To further confuse the issue several hoaxes surrounded stories of the African dinosaur. The most widespread came in 1901 when rumors that the Smithsonian Institution was looking for someone to go to central Africa and bring back a Brontosaurus (proper technical name of Apatosaurus) appeared in a London newspaper.


Perhaps the best known reports about this kind of creature came out of the Congo after the turn of the century. Captain Freiheer von Stein zu Lausnitz, a German explorer, heard stories about an animal that was “brownish gray with a smooth skin, its size approximately that of an elephant, at least that of a hippopotamus.” The creature had long flexible neck and had a vegetarian diet. The natives called it mok’ele-mbembe.

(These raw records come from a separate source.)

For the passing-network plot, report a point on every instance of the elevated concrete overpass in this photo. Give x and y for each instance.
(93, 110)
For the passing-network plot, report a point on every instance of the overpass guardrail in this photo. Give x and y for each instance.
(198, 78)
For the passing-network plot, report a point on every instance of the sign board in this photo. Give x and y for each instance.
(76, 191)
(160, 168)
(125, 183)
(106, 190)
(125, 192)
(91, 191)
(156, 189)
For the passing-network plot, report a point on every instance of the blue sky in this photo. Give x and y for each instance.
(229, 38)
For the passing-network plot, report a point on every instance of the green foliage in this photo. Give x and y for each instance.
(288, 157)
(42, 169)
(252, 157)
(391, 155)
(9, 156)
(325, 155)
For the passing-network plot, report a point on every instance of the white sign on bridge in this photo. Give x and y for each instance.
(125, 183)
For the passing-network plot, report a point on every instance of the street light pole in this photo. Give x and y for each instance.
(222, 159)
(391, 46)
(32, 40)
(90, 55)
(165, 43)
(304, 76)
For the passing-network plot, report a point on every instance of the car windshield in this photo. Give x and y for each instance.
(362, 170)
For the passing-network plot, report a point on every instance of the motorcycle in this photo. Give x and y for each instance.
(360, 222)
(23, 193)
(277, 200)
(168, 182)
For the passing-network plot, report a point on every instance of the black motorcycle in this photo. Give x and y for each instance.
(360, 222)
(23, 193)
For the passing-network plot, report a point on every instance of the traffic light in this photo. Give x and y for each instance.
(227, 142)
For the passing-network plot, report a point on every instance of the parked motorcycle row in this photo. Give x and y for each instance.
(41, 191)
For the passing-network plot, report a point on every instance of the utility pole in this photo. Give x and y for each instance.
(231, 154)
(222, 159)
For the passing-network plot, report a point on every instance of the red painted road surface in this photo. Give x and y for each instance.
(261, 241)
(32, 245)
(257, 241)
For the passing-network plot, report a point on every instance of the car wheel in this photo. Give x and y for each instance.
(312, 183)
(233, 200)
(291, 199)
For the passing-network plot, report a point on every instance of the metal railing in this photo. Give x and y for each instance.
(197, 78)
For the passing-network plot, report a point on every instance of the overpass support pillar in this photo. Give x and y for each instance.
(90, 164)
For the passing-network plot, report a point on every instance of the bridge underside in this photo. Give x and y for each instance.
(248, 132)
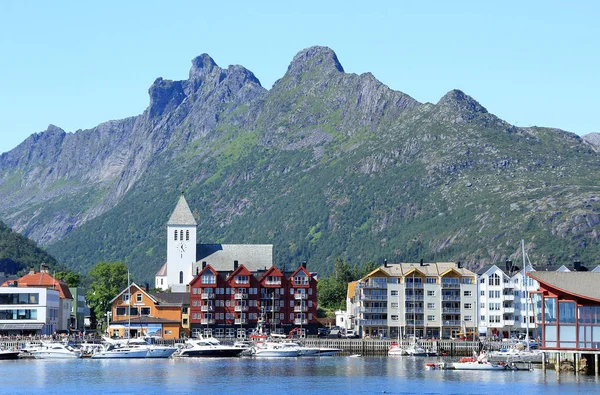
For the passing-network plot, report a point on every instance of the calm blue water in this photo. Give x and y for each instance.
(326, 375)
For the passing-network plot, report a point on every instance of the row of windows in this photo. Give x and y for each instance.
(22, 314)
(20, 298)
(250, 316)
(250, 291)
(187, 235)
(133, 311)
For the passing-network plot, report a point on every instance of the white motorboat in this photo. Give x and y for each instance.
(275, 350)
(208, 347)
(54, 351)
(110, 351)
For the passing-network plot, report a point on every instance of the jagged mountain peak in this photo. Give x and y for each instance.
(201, 66)
(312, 58)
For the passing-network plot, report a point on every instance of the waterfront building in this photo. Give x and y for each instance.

As more and more of Africa was charted and explored the dinosaur tales faded away. However, in 1980, Dr. Roy Mackal, a biologist at the University of Chicago and James Powell, a herpetologist, decided to go and take another look at the source of the mok’ele-mbembe tales. As with earlier explorers they failed to see the creature themselves. However, they did interview several people who had, and also heard about a creature with a long neck and tail that was killed along Lake Tel in 1959. According to the story anyone who ate of the creatures meat, died. Witnesses said mok’ele-mbembe was about thirty feet long. Of that ten was head and neck, the rest body and tail. Mackal and Powell suspected that the creature was a small relative of the Apatosaurus, but gathered no proof. A second expedition the next year added nothing but some strange footprints.

Shortly after Mackal’s second expedition a group from California, led by Herman and Kia Regusters, reported seeing and photographing a large creature in the Lake Tel area. While the descriptions matched those heard since von Stein, the photos turned out to be inconclusive.